The Bridge Bookstore is located very close to the Rand Club, the city’s most enduring social institution and reading club founded in 1887, which has witnessed the most important events of the city. In fact, its construction dates back to the first years of the discovery of the gold mines, and its founder was the British businessman and politician Cecil John Rhodes.

“The club has a membership of 600 and today it is representative of contemporary South African society and is open to everyone who shares in its ethos, regardless of gender, race or creed”, comments Shea, while showing the reading rooms and the large library whose book loan registration is still done in writing by hand in a notebook.

Booksellers in Johannesburg are currently suffering the economic difficulties that Covid-19 has caused. “People stay at home, many work from home, we have lost customers who used to come here every day”, says a vendor who sells both second-hand books and clothes at his stand.

The National Library located farther down the street contains a million and a half books. It is currently closed due to the damages to the roof caused by the rains. “It is a splendid place, and it is open to everyone for consultation; it is a pity that what this place offers is not widely publicised. This city is full of smart and creative people who like to read”, says Shea, who believes, in order to enhance reading, books in South Africa should be published in all the eleven official languages of the country, should reach communities through neighbourhood bookstores and, at the same time, small libraries should be created in schools.

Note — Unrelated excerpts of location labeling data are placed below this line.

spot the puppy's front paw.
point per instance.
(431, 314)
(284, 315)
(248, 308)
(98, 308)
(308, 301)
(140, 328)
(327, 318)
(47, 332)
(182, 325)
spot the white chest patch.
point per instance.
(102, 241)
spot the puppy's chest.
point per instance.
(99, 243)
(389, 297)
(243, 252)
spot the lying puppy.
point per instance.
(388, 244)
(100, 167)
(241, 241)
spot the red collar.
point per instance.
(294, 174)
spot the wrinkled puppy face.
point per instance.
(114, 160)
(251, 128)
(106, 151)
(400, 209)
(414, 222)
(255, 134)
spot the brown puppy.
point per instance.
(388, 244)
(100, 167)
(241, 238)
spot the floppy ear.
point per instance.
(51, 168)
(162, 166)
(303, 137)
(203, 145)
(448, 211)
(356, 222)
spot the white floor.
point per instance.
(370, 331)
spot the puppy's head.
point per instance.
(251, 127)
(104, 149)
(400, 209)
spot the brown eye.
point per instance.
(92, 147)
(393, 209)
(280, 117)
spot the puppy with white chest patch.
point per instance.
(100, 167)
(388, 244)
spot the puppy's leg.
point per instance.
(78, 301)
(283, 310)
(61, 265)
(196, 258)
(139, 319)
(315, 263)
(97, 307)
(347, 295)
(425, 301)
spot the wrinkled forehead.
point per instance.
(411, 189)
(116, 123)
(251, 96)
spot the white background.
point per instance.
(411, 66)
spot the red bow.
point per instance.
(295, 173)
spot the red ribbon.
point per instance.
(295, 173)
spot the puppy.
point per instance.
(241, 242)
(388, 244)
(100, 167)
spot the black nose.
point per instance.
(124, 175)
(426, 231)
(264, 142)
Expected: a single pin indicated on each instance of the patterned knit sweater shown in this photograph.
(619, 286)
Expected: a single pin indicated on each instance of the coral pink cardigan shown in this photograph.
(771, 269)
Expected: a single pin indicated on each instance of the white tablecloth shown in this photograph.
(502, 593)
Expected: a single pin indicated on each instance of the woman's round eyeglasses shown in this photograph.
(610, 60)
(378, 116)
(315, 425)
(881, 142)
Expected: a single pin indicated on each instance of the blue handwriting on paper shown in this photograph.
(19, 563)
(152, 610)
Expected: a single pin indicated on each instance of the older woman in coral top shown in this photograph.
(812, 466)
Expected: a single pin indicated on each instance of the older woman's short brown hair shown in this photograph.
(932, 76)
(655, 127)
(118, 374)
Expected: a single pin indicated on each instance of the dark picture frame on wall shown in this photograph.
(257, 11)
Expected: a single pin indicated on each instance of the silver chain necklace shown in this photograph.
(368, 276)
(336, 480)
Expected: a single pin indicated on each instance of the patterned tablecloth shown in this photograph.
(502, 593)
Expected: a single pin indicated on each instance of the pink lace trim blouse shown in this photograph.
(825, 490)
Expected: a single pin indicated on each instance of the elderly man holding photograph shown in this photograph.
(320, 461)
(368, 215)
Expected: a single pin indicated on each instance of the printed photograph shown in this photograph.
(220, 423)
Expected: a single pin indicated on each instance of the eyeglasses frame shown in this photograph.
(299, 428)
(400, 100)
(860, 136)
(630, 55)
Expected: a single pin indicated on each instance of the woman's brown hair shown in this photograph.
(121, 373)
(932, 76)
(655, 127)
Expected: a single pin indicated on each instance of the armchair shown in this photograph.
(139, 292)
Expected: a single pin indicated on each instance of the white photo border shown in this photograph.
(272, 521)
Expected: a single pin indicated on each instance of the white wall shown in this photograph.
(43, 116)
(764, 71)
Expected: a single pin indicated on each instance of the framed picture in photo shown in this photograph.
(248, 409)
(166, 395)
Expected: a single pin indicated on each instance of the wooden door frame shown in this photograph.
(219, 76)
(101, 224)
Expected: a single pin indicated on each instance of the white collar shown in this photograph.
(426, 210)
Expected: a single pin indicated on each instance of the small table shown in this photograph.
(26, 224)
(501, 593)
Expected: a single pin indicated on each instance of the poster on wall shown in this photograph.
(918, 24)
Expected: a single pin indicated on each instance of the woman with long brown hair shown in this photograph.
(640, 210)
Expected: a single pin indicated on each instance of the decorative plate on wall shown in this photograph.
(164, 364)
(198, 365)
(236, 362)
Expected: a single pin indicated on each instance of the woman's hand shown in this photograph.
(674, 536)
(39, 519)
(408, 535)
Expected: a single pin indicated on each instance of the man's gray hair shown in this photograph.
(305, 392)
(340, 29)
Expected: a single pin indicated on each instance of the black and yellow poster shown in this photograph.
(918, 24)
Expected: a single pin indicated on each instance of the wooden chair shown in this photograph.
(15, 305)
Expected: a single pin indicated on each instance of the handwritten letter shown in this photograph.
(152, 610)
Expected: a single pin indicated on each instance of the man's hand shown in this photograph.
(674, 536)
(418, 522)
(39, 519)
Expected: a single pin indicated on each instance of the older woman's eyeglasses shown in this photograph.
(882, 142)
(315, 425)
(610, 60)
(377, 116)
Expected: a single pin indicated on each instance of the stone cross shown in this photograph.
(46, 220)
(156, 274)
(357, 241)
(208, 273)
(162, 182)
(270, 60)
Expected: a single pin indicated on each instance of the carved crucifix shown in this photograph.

“In South Africa”, Shea underlines “people love to read, but there are unglamorous, logistical issues that get in the way of promoting a culture of reading”. Because of this, the owner of Johannesburg’s Bridge Books has launched the African Book Trust, a new non-profit dedicated to donating local books to South African libraries and schools. There is no doubt that the book market is very much alive in Johannesburg, and it adapts itself to the readers of different contexts; books can be sold in stores as well as on a sidewalk. Book markets share space with begging in the streets of Johannesburg. The need for reading is there, at street level.